厨房に顔を覗かせると、母が昼食の支度に使った調理器具を片付けていた。その隣では父が湯気の立っているオニオンスープを器に盛っている。
「母さん、カティと先に休憩入って。後は私と父さんで回すから」
父も黙って頷く。母は前掛けで手についていた滴を拭うとふぅ、と息を吐いた。
「それじゃ、頼むわね」
鮭のソテーを器に盛りつけた父は間仕切りの前で母にそれを手渡した。父は父で、オニオンスープの入った器を持って厨房を後にする。
「それ、焼いといてくれ。上がったら六番な」
出ていく間際、父は釜戸に置いてあるフライパンを右手の親指で示した。水で濯いだ手を拭くと、イリナは薪を足して火を強める。ゆっくりする時間はないし、そもそもその気もない。やれる事はさっさと片付ける。その方が後が楽なのだ。

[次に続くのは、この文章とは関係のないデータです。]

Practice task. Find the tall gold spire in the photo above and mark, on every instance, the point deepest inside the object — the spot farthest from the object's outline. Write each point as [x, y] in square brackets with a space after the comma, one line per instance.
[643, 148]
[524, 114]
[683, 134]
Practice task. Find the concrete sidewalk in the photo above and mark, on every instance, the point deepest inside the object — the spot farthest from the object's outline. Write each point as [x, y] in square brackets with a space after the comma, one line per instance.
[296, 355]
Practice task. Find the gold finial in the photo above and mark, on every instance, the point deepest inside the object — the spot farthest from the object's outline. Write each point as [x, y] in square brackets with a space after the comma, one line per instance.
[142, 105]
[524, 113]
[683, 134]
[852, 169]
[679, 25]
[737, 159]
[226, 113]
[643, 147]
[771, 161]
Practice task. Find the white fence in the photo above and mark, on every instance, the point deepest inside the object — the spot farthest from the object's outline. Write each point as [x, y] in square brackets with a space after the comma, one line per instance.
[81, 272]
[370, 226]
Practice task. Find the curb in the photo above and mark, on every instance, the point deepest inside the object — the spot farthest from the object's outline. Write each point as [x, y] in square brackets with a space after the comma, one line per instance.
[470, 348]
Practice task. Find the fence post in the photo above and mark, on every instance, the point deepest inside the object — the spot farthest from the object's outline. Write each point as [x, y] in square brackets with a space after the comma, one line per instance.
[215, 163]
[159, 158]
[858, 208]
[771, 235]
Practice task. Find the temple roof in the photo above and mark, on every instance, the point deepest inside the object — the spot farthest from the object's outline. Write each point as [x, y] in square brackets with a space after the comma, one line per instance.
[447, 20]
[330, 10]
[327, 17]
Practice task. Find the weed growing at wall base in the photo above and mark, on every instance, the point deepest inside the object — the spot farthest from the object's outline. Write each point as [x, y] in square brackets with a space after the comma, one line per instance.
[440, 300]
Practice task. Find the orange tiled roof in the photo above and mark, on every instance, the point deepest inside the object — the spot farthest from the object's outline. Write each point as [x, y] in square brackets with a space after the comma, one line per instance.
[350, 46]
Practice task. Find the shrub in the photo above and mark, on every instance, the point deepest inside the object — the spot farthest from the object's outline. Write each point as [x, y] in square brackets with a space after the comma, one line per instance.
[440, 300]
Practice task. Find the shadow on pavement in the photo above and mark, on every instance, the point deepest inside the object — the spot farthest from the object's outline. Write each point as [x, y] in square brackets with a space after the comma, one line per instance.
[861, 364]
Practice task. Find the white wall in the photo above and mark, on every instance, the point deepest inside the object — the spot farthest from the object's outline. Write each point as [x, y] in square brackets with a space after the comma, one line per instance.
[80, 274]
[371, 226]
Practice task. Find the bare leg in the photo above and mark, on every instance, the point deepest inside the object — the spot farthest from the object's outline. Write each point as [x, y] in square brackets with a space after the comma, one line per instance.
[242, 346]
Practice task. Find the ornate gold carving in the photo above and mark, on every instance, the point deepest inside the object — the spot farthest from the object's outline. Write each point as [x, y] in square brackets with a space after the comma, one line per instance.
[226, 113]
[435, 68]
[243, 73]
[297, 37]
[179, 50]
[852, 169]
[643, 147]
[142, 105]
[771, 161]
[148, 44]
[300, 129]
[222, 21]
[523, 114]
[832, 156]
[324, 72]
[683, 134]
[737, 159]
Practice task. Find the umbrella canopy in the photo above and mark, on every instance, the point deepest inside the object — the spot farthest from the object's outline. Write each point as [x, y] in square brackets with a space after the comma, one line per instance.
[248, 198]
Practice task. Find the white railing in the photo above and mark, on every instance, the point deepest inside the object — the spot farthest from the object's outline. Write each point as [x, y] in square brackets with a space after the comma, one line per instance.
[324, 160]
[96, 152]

客席から父が戻るまで三分もかからなかったが、それでもその時間を呆然と過ごすより遥かにマシだった。
「イリナも先に済ませてていいぞ」
腹、減ってるだろ。焼きすぎて黒く焦げた鶏肉の切れ端を口に放り込みながら父は言った。
「別に構わないわよ、私は」
峠さえ越えれば空腹を堪える事はそれほど苦痛ではない。今日に限って言えば、それもほぼ越えている。集中力さえ切らさなければ、持ちこたえる事は十分に可能だった。
「頼もしいな」
父の言葉に、イリナは笑って肩を竦めた。それくらい難なくこなせなければ、この家の娘は務まらない。
「ついでに、それ頼むわ」
八番な。父はこちらを見もせずに右手だけ上げて言った。身内だから出来る事だった。クタクタの状態でそんな事を言われたら、それこそ音を立てて心が折れそうな気さえしてしまう。そう、慣れていない人ならば。カティもこれまで店の手伝いはしっかりやって来てはいた。だがそれは飽くまで仕込みや下準備、後片付けが主だった。客席の様子を窺いながら仕込みの流れを考えたり、受けたオーダーを最初から最後まで通して受け持つようになったのは今月に入ってからだった。慣れないのも当然だった。むしろ、最初から全て一人でこなせたらこちらの立場がなくなる。この流れが体に馴染むまでには少なくとも二、三ヶ月はかかる。 後は皆で後押しして行けばいい。焦る必要なんて、何処にもない。
両手に皿を持って客席に向かう。お冷やと前菜のサラダしか置かれていないテーブルにそれを加えた。
「鶏肉の照り焼きの香草和えが二つね」
腰を屈めてテーブルの前に立った時、不意に辺りが暗くなった。